Video of the guitar can be seen here.
1934 the L-12 archtop guitar was second only to the L-5. At this time the L-12, like the L-5 was still a 16-inch guitar, like the original Lloyd Loar design. This L-12 has the same gold hardware pieces used on the L-5 at the time. This includes the original tuners which happen to be a very sought after shortly lived variation of the Grover Sta-tite which was also used on some Martin guitars of the era. I have seen these tuners go for over $1000 by themselves.
Note the unusual variation of the picture frame inlays. This "wreath" pattern is present on the guitar in the 1934 Gibson catalog, but I have not been able to find this pattern on any other Gibson archtop. There are likely a few more out there, but every other example I have ever seen in person or online all have the more typical picture frame pattern.
The guitar has had a complete, fresh setup and plays as smooth as any archtop I've ever played and is capable of very low action with no buzzing. Should you want to drive this one hard, the action can easily be raised. The tone is loud, clear, and balanced. I seriously thought about adding this one to my collection next to my 16-inch D'Angelico snakehead. This guitar is superior in every way to the 1935 L-5 that we recently had, and compares very favorably with the D'Angelico at a fraction of the cost.

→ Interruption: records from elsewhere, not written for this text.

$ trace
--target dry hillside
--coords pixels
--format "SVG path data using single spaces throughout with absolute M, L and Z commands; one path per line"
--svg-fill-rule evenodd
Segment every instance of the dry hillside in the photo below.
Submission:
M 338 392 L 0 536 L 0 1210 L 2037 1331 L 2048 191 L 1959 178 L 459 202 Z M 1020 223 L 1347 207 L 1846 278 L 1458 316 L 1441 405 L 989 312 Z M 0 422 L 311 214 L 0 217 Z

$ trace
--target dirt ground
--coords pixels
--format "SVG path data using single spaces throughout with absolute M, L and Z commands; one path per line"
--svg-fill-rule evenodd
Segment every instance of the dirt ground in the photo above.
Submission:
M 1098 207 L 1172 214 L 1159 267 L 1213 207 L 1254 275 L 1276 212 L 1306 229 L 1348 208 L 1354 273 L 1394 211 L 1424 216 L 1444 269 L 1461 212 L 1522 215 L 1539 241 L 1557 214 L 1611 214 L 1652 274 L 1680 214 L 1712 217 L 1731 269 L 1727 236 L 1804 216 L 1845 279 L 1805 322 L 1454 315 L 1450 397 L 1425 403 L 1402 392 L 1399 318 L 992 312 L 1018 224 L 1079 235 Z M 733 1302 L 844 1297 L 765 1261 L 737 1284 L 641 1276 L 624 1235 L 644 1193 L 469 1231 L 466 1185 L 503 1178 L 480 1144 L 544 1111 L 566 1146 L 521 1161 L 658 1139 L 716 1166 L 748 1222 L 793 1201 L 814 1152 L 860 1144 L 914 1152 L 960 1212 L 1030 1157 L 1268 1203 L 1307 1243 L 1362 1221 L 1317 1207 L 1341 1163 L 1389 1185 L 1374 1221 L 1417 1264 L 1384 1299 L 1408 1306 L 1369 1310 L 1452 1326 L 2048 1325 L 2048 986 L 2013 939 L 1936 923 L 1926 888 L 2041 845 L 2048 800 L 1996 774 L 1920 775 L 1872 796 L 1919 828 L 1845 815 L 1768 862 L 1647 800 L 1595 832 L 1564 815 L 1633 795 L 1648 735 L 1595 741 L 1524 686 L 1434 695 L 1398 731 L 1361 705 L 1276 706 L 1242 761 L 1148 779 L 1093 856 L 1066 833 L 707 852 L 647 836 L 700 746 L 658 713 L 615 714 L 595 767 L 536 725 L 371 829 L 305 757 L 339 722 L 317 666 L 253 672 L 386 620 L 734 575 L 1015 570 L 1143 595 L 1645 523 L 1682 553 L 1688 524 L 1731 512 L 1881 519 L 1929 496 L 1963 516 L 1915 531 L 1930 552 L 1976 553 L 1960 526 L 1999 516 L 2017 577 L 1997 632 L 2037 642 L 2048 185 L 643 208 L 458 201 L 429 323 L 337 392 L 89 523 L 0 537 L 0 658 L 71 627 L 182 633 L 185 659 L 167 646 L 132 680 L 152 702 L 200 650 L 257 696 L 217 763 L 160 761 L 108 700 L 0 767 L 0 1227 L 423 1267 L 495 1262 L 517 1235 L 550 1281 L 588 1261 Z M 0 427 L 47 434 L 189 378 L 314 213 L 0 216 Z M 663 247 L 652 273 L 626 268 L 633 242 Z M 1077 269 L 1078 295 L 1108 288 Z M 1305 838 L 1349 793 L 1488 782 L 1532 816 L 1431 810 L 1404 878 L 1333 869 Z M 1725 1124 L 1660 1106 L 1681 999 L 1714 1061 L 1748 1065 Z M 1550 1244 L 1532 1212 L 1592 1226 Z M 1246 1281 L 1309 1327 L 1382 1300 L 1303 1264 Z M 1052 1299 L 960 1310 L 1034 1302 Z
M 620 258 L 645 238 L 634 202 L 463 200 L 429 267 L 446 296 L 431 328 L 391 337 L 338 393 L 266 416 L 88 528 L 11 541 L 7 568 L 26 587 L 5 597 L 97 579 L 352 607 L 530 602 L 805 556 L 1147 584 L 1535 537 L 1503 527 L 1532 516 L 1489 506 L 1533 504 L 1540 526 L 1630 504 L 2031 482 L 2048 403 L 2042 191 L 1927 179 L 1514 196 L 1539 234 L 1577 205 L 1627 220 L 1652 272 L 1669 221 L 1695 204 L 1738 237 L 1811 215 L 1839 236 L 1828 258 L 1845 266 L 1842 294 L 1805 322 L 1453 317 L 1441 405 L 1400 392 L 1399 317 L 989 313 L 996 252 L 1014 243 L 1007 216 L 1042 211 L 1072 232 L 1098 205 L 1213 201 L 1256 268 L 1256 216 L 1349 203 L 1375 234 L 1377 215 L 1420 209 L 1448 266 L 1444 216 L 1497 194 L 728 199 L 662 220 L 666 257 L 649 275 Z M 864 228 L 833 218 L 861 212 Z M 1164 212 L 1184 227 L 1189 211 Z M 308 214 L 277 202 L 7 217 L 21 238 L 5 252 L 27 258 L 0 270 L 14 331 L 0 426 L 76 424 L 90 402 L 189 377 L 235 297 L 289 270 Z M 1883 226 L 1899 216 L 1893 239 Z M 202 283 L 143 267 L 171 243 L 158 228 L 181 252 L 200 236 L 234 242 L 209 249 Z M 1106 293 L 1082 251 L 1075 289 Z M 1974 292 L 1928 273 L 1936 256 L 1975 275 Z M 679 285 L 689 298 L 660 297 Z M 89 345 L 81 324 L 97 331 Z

One non-original item on this guitar is one that I can't entirely explain. For some reason, the truss rod nut was replaced with a bullet style nut. There is no issue though with the functioning of the truss rod. I was easily able to take relief out of the neck, so I consider this of no concern at all. The other is the pickguard, which does not appear to be original.
The guitar comes with the original hardshell case.